To defuse the flash of anger I feel at these moments, I resort to humor. "Thank you," I say, making a point to smile. I always enjoy the awkward moment that follows. It's the politeness that unsettles people. They can't bear confronting their words as the tacit and borderline offensive compliment they were, the need to mark my whiteness as something that would preclude me from being from where I'm from.
There's no moment of levity in these moments; the politeness I deploy as a party trick is instead a reminder that no matter how I look or sound, no matter how many degrees I have, no matter my marital status, I am always, at that precise moment, an alien.
These encounters are usually pretty uneventful. Except when they're not.
I was visiting my family when the Boston bombing happened. Early reports suggested that those responsible had entered the country with expired student visas. I braced myself for the worst. Sure enough, despite having all my paperwork in line (how silly to have thought that would help), and despite having never been stopped while traveling this same route with the same paperwork for five years prior, the immigration officer at the Fort Lauderdale airport asked me to step aside, directed me to a waiting room filled with people, handed my passport and papers to one of his colleagues, and walked away. I knew better than to ask for clarification. I could see that no one there had any idea what they were doing with our papers, let alone how long we'd be waiting. I missed my connecting flight, learning just how little those working the border thought of us in the process.
That night I spent in Florida came flooding back as we took off from LAX. "Never have I felt as unwelcome in this country as I do now," I remember texting my partner. What felt like an isolated incident has suddenly become an unshakeable reality. Making America Great Again is a violent threat to many of us, even those who may not immediately feel its effects.

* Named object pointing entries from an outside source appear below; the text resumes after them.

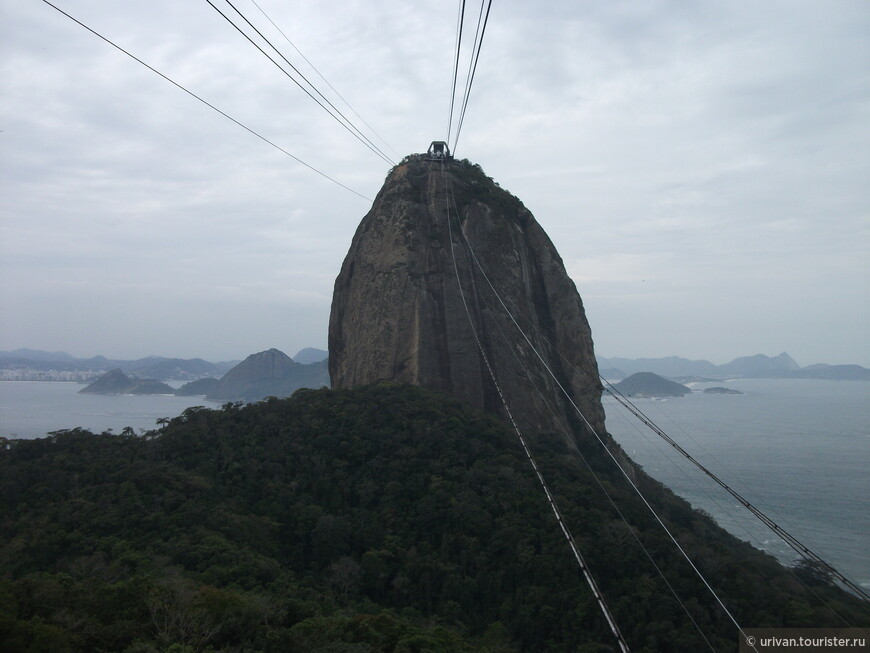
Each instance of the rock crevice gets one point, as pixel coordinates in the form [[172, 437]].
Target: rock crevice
[[398, 314]]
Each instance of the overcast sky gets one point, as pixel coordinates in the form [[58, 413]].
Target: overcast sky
[[702, 167]]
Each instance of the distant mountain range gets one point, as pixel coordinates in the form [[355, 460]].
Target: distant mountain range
[[269, 373], [757, 367], [34, 364]]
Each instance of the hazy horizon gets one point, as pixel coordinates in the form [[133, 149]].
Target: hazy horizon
[[294, 351], [701, 168]]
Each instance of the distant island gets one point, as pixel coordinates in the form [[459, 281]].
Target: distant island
[[718, 390], [115, 382], [758, 366], [647, 384], [269, 373]]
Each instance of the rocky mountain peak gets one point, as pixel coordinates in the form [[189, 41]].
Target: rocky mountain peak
[[415, 295]]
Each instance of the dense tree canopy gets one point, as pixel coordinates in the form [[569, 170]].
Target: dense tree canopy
[[381, 519]]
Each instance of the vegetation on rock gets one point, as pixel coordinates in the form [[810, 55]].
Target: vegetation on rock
[[381, 519]]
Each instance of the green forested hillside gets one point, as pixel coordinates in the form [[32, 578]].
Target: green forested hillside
[[385, 518]]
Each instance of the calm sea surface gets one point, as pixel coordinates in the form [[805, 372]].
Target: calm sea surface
[[798, 449], [30, 409]]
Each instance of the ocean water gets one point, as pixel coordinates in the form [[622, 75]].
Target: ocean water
[[798, 449], [31, 409]]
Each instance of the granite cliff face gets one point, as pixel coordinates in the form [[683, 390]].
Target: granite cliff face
[[398, 313]]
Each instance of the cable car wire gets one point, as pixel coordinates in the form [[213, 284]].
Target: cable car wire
[[473, 69], [570, 440], [314, 68], [601, 441], [801, 549], [593, 585], [205, 102], [460, 19], [348, 125]]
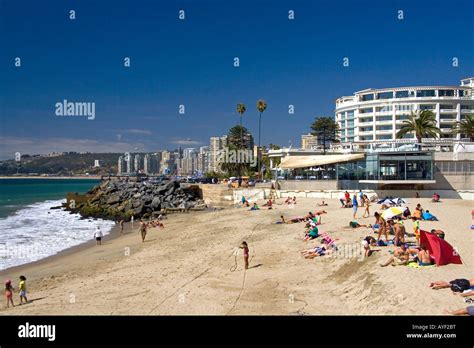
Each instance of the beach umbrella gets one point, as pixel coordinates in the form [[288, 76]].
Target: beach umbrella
[[393, 211], [442, 252], [386, 201], [399, 200]]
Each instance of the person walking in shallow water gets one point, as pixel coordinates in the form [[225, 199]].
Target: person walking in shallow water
[[245, 246], [121, 226], [143, 230], [9, 292], [98, 236]]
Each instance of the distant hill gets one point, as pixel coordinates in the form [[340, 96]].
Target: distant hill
[[66, 164]]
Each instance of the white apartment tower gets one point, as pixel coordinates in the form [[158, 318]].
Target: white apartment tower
[[377, 114]]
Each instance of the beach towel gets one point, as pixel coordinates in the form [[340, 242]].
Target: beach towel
[[442, 252], [413, 264]]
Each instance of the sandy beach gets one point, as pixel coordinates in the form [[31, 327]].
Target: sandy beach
[[185, 268]]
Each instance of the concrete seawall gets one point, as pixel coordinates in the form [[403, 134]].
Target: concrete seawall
[[221, 196]]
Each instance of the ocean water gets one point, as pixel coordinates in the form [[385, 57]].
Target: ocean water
[[30, 230]]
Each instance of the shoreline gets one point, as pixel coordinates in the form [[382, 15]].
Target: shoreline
[[113, 233], [190, 261], [52, 177]]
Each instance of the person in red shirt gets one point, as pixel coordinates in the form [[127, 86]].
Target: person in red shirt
[[246, 254]]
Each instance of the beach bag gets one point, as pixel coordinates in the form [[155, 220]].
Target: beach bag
[[460, 285]]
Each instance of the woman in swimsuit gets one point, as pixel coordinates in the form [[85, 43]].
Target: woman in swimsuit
[[9, 292]]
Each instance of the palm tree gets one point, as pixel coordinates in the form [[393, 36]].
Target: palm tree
[[422, 123], [241, 109], [465, 127], [261, 107]]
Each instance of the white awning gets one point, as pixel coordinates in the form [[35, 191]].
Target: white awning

Will I continue to enjoy freedom of commerce, the same standard of healthcare, protection against discrimination? Despite Trump's words, will my marriage remain intact? Will my ability to stay in this country be placed into jeopardy? Will these questions never not sound like melodramatic pronouncements? They are frightening, sure, but given everything else we've seen over Trump's rise to power, they're hardly as terrifying as what others must be asking themselves.
Growing up in a country that had no choice but to understand its armed conflict as an ongoing reality, reports of violence both near and far were commonplace during my childhood. They littered our newspapers and filled our newscasts. You couldn't escape it even if, as I did, you lived a pretty privileged life. To live with violence that was both present yet remote built a disconnect in my mind: I lived with a sense of terror that was so commonplace I could nearly ignore it, yet so obviously distant from my life that I often struggled to conceive of it as real.
It's disheartening to know that years of living in such a state will have prepared me for what's to come.